Arriving every day in our office mailbox is a stack of print advertising, which we sort over the wastebasket. Junk, junk, junk, maybe, junk, junk, and so on. How do we decide which to keep? Design.
A new car can cost a billion dollars to design.
Let that sink in.
Design has always been important, but today it is center stage. Its influence is impossible to overstate. It’s no longer enough to have a good product; it must be a good-looking product. It’s no longer enough to publish the news; it must be good-looking news. Good design brings to everything clarity, beauty, and strength. Good design moves hearts and minds and mountains.
What’s all this mean for us designers?
It means a lot of fun, that’s what. And because it’s more competitive, it means a lot of sweat.
What does it take to be a designer?
1) It starts with an interest. I was going to say it starts with a love of design, but I didn’t start by loving it; I started by being interested and began to love it after I . . .
2) began acquiring skills. Design can be a gratifying spectator sport, but if you’re going to make it happen you need to get your hands on it, you need to get involved, you need to work the tools.
This is what makes the computer exciting; it’s a store full of tools. With it you can set type, you can draw pictures, you can beautify photos. You can design every aspect of every page, upload it or print it, and have the results in seconds. In the old days, this took a big staff and special equipment and planning and coordination and expense. Today the whole show is in the box on your desk.
Design is a language like speech and music. To master it takes practice. Fun thing is, with our magic boxes we can practice a lot; we can now design everything.
To succeed as a designer, it’s important that you respect your need to learn. Give yourself room; there is a lot to know. I’m not telling you to stop short of the highest. But take pleasure in every small victory on the way up. Design is not a contest, and what I mean by that is you can’t lose, not as long as you keep at it.
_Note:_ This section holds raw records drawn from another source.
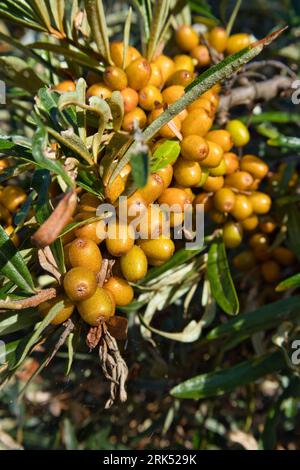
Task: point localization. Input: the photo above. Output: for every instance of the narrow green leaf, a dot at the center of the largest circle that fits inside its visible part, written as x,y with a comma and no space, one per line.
226,380
166,153
12,264
219,276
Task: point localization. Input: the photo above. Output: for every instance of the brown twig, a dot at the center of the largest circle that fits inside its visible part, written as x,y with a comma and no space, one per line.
33,301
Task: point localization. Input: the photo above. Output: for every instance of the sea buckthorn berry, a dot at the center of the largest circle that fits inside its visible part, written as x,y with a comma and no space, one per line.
130,99
64,313
213,184
231,161
217,216
237,42
187,173
138,73
217,38
181,78
219,170
261,202
120,238
267,224
115,78
137,115
153,188
224,200
156,78
222,138
194,148
186,38
232,234
152,222
121,291
214,157
12,197
201,55
283,255
244,261
85,253
134,264
166,66
166,175
203,103
172,93
150,97
258,239
197,122
254,165
239,132
250,223
270,271
100,90
172,196
79,283
160,249
184,62
240,180
204,199
67,85
242,207
100,304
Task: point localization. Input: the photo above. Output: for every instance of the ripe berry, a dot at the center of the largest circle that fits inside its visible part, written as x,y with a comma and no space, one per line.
214,157
150,97
187,173
100,304
12,197
159,249
186,38
240,180
194,148
86,254
137,115
100,90
79,283
201,55
242,207
237,42
134,264
283,255
222,138
120,238
232,234
270,271
254,165
217,38
115,78
130,99
213,184
67,85
64,313
261,202
156,78
197,123
244,261
166,66
138,73
184,62
239,132
224,200
172,93
121,291
231,162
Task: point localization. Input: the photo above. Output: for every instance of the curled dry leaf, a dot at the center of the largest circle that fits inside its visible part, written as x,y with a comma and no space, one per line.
54,225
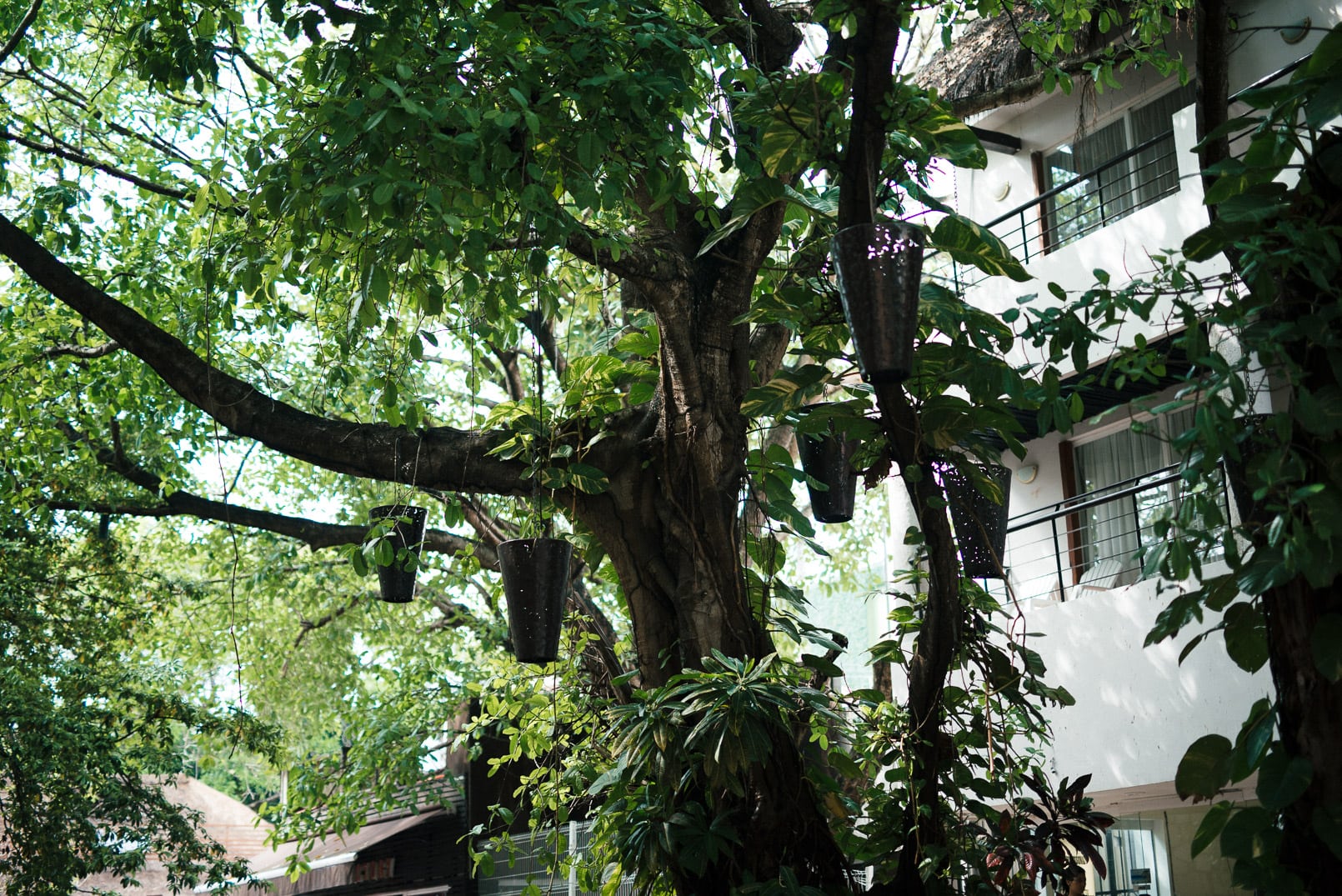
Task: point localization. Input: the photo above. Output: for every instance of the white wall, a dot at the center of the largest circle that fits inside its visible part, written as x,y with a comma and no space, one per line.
1137,708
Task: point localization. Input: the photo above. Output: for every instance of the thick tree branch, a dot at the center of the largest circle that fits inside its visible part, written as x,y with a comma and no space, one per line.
182,503
433,458
1023,89
17,38
83,352
89,161
638,262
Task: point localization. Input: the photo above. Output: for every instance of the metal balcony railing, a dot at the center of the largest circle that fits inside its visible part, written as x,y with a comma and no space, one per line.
1090,542
1089,202
1080,206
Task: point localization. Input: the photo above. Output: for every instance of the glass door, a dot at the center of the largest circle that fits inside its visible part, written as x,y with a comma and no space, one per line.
1139,858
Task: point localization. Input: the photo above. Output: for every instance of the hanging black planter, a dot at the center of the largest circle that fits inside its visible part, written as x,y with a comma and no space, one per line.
1252,513
879,268
398,581
827,459
536,583
980,523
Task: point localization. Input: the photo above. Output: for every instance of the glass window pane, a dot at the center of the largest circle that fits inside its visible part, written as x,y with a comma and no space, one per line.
1099,198
1157,168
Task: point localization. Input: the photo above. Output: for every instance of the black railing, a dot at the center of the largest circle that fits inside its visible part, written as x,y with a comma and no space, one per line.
1074,208
1045,224
1091,541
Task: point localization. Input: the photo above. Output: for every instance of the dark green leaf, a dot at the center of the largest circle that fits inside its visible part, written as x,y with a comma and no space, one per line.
1211,828
969,243
1204,768
1282,781
1245,636
1326,645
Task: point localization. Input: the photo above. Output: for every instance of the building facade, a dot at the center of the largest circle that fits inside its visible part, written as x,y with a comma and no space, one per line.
1075,184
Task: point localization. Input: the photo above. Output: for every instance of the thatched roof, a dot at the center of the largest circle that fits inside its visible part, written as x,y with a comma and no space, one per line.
227,821
987,66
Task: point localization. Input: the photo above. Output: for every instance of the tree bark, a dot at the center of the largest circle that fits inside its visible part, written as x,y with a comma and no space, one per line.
1310,724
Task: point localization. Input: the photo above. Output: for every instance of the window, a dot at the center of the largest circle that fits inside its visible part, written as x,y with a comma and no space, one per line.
1124,482
1101,182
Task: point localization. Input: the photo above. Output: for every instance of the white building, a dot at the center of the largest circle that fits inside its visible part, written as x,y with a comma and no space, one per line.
1069,202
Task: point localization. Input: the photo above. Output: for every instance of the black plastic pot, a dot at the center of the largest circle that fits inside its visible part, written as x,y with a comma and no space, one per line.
827,458
879,268
396,583
1239,473
980,523
536,583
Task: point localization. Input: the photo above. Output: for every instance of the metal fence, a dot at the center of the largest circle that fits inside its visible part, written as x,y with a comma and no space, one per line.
532,864
1080,206
1091,542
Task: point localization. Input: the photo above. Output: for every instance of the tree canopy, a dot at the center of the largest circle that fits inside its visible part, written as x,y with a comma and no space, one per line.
548,268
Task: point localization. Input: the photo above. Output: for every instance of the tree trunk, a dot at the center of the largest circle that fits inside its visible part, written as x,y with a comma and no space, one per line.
1310,724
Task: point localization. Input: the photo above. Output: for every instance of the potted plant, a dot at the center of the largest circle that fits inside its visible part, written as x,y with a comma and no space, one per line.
536,585
827,460
402,532
979,518
879,268
1242,471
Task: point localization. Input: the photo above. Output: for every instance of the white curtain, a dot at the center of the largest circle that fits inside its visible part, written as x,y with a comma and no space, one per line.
1121,526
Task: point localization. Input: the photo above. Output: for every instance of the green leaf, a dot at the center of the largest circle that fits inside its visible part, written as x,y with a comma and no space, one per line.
1245,636
1204,768
969,243
785,392
754,196
1319,412
1328,823
1326,645
946,136
1211,828
1282,781
1243,833
587,479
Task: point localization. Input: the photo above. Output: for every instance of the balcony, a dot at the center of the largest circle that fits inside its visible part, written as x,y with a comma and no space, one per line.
1078,207
1089,543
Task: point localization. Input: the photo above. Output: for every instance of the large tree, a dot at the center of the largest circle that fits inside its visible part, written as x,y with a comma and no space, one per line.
569,253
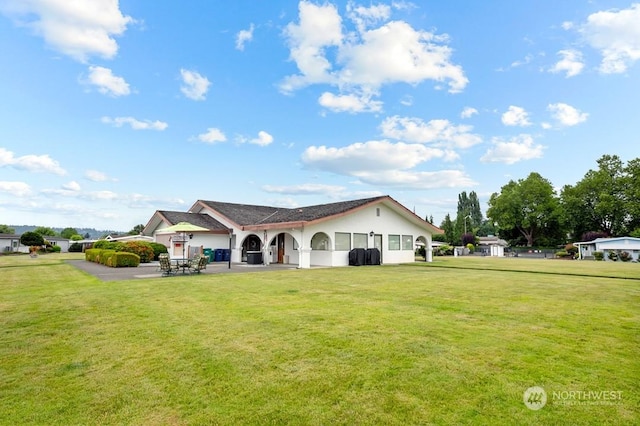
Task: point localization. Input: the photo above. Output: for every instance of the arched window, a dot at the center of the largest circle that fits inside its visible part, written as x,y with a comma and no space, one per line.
320,241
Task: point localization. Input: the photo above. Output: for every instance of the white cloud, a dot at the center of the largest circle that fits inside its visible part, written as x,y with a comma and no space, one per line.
418,180
304,189
438,132
17,189
365,17
106,82
519,148
71,186
468,112
349,103
368,156
263,139
31,163
516,116
243,37
79,29
566,115
366,59
96,176
195,86
135,124
616,34
571,63
212,136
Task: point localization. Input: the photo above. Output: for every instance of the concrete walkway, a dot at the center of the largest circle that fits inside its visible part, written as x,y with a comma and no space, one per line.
152,270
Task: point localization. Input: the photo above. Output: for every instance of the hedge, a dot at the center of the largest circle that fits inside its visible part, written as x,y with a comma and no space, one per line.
112,258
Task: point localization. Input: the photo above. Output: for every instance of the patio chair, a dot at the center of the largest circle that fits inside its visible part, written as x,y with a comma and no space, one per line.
197,264
165,265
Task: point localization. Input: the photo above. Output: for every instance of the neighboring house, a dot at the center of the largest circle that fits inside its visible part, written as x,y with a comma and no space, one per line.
492,246
320,235
11,243
63,243
618,245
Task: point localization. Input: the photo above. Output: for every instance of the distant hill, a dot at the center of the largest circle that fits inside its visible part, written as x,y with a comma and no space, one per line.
93,233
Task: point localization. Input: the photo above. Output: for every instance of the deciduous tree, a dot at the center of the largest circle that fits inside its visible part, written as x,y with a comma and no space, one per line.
529,206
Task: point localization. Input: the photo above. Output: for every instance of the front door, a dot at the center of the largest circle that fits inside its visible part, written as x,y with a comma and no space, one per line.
377,243
281,248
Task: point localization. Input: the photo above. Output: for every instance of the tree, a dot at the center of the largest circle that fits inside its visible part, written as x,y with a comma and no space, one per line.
599,202
137,230
31,239
529,206
45,231
448,227
68,233
5,229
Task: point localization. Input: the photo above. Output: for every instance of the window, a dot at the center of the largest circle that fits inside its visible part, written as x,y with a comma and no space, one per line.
394,242
407,242
343,241
360,241
320,241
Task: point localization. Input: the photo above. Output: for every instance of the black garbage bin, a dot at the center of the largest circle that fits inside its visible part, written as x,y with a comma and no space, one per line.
254,257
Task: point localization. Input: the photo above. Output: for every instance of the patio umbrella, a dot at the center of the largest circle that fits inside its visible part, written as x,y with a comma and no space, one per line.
183,228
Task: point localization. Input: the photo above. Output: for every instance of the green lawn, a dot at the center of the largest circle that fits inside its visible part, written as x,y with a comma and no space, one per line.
453,342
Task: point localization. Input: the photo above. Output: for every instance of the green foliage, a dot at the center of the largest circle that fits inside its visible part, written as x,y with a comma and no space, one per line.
604,200
112,258
529,206
6,229
68,233
30,238
137,230
75,248
45,231
625,256
142,248
158,249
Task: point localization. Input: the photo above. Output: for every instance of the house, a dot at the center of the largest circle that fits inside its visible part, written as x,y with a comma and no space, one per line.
492,246
319,235
618,245
11,243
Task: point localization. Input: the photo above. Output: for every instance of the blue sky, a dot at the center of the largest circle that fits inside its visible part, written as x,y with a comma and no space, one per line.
112,110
You may not get this job or that, but you’ll get better and better.
Give yourself room to be disappointed, too. An athlete doesn’t hurdle a seven-foot bar first try. He endures a lot of days on his back with that stupid bar on his chest.
Study. Look around. Keep at it.
I can tell you something. When I was a kid I thought there’d come a time when I would arrive. You know, be there. On top. And to my youthful mind this meant being done, on cruise control, no more work.
Shows what I knew.
Life, I’m happy to report, is too big to be done. Beauty forever beckons. That’s what I like best about graphic design.